Thursday, September 07, 2006

The Failure of Higher Education

I spent almost two decades teaching at a lower-tier, regional state university and left when it became clear the school had given up any pretense of treating students as "university" students. The emphasis was on drawing numbers into classes, into the school, and any education that might happen was a secondary byproduct, and not actually always welcome. My school wasn't the only one with this "who cares why we were created, we've got our own interests to worry about" approach. In fact, my experience since is that this is the attitude of most higher ed institutions. They just differ on the "interests."

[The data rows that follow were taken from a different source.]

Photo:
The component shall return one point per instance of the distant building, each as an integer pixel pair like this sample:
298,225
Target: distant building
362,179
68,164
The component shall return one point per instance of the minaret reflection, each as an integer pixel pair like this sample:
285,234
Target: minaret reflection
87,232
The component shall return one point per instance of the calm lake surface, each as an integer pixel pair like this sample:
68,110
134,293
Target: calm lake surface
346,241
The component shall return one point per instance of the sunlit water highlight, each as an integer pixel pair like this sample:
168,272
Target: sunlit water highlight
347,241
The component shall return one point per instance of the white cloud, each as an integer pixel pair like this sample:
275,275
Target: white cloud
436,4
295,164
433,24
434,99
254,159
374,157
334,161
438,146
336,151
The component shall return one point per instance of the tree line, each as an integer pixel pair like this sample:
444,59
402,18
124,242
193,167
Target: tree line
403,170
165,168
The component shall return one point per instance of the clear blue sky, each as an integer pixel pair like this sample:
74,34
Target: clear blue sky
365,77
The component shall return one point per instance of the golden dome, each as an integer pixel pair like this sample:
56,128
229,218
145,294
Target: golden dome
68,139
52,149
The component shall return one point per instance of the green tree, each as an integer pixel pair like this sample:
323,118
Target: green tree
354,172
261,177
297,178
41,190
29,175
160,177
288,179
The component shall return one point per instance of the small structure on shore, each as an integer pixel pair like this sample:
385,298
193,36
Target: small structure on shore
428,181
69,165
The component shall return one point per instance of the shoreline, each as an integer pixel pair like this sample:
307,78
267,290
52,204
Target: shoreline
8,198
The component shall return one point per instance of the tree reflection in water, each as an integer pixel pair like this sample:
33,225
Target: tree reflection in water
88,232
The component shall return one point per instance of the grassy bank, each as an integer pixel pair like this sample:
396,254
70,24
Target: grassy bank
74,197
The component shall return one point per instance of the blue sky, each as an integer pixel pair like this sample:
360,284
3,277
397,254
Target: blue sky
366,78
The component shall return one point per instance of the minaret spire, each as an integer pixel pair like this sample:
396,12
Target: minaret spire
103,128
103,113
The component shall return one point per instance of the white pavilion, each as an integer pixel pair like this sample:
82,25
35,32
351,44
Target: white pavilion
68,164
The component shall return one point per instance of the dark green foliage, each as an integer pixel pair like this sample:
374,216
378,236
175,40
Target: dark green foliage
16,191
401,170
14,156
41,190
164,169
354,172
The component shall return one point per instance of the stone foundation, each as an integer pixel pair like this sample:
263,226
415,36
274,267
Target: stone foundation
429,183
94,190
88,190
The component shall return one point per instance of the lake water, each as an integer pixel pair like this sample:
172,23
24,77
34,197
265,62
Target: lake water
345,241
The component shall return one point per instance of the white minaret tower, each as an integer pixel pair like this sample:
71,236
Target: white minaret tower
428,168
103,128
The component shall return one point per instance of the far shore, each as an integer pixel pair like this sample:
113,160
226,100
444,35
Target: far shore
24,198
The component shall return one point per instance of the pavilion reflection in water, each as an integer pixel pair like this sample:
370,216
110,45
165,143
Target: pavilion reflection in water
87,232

My school's interests were in keeping numbers high enough to avoid losing appropriation funding. Since few cared about the actual substance of our diplomas, both students and officials could write quality education off in favor of processing students into dollars. Many lesser-tier schools, two- and four-year, operate on the same principles. Bigger, better schools have "research" and/or "prestige" and/or whatever else (proselytizing, for example) as their interests, and educating people to be productive participants in our democracy and economy are, again, just as much secondary byproducts as they were/are for my old school. They kid themselves that their research is more valuable than student learning and that researchers automatically translate their work well into good teaching, just like we used to tell ourselves that our school at least was better than not getting any college at all.

You might expect that, over time, institutions created primarily to educate but which make education a secondary byproduct might experience some disjunction with the society they are supposed to be serving. And guess what? The latest
report of the National Center for Public Policy and Higher Education points out how college is less and less affordable, to the point that the US is now 7th in younger adults in higher ed in the world, raising a generation that will be less educated than its parents. Many who want college are priced out, others amass gigantic loans equivalent to a luxury SUV or a small home. The colleges themselves are favoring middle income students with aid and support rather than lower income ones.

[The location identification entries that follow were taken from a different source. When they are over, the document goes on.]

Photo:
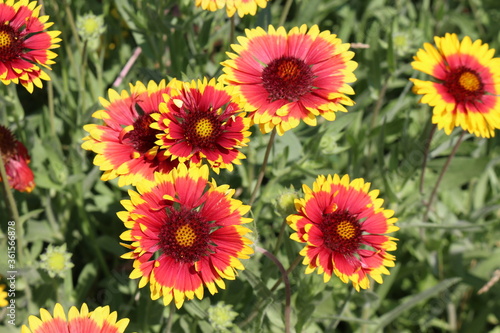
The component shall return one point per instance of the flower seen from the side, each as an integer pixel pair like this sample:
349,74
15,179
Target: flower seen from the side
101,320
242,7
466,89
24,44
200,121
125,144
56,261
343,225
16,159
283,78
185,233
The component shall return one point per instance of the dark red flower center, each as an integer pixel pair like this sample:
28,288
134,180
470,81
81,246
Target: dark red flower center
185,235
8,143
287,78
341,232
202,129
142,138
464,84
11,46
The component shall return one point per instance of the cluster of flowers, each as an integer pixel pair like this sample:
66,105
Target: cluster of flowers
184,231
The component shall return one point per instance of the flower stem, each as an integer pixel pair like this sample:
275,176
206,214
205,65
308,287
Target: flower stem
426,154
257,307
440,178
170,321
285,11
280,236
263,168
335,323
284,275
11,203
232,30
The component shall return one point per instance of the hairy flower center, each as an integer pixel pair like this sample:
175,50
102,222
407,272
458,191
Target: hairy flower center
287,78
202,129
142,138
464,84
341,232
10,43
185,235
469,81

Lower state and federal student aid and higher ed appropriations account for the problems. Why have they dropped? One reason tuition is one area you can hike without it being a dreaded "tax increase" (and legislators not only don't do the actual raising, they can bitch about it , too, a great double at election time). But a major reason (and one this report doesn't apparently discuss) is simply that legislatures, voters, students themselves don't value higher ed enough to make the hard decisions to keep funding at old levels. Why not? Did you not read the first couple of paragraphs?

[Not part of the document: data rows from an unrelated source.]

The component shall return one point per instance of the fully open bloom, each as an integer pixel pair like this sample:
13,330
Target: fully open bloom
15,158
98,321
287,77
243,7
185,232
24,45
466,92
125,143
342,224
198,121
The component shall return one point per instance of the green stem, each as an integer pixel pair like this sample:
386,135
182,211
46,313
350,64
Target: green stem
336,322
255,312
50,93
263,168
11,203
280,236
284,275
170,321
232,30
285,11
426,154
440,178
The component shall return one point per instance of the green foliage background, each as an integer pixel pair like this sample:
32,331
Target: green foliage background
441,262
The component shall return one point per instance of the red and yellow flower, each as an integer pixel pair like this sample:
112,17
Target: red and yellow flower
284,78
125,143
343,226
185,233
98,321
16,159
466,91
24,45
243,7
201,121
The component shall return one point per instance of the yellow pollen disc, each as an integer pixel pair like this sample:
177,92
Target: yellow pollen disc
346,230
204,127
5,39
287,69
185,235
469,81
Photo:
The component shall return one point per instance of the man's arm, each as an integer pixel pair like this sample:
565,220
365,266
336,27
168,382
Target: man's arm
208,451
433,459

A good friend of mine, a potentate in higher ed now, told me once the problem in higher ed funding was that the public just didn't understand what higher education did. My response was, with all the people who've had at least a year of it now, the public knows exactly what higher ed did. Why pay as much or more for a set of institutions that is conspicuously self-serving and unconcerned about its true social mission? If the public benefit of higher ed is truly "misunderstood," why not dump more and more off on people to pay for on their own?

Yes, there's bitterness here, about the games and corruption, the hypocrisy and self-important flatulence, but prove me wrong, why don't they? I'm still a strong believer in what higher ed was supposed to do and be (and does manage sometimes, some places). But it's not just a matter of us "waking up" and realizing how badly we pay for it. Higher ed has a lot of "waking up" to do, too, and, until it does, things will not improve for any of us.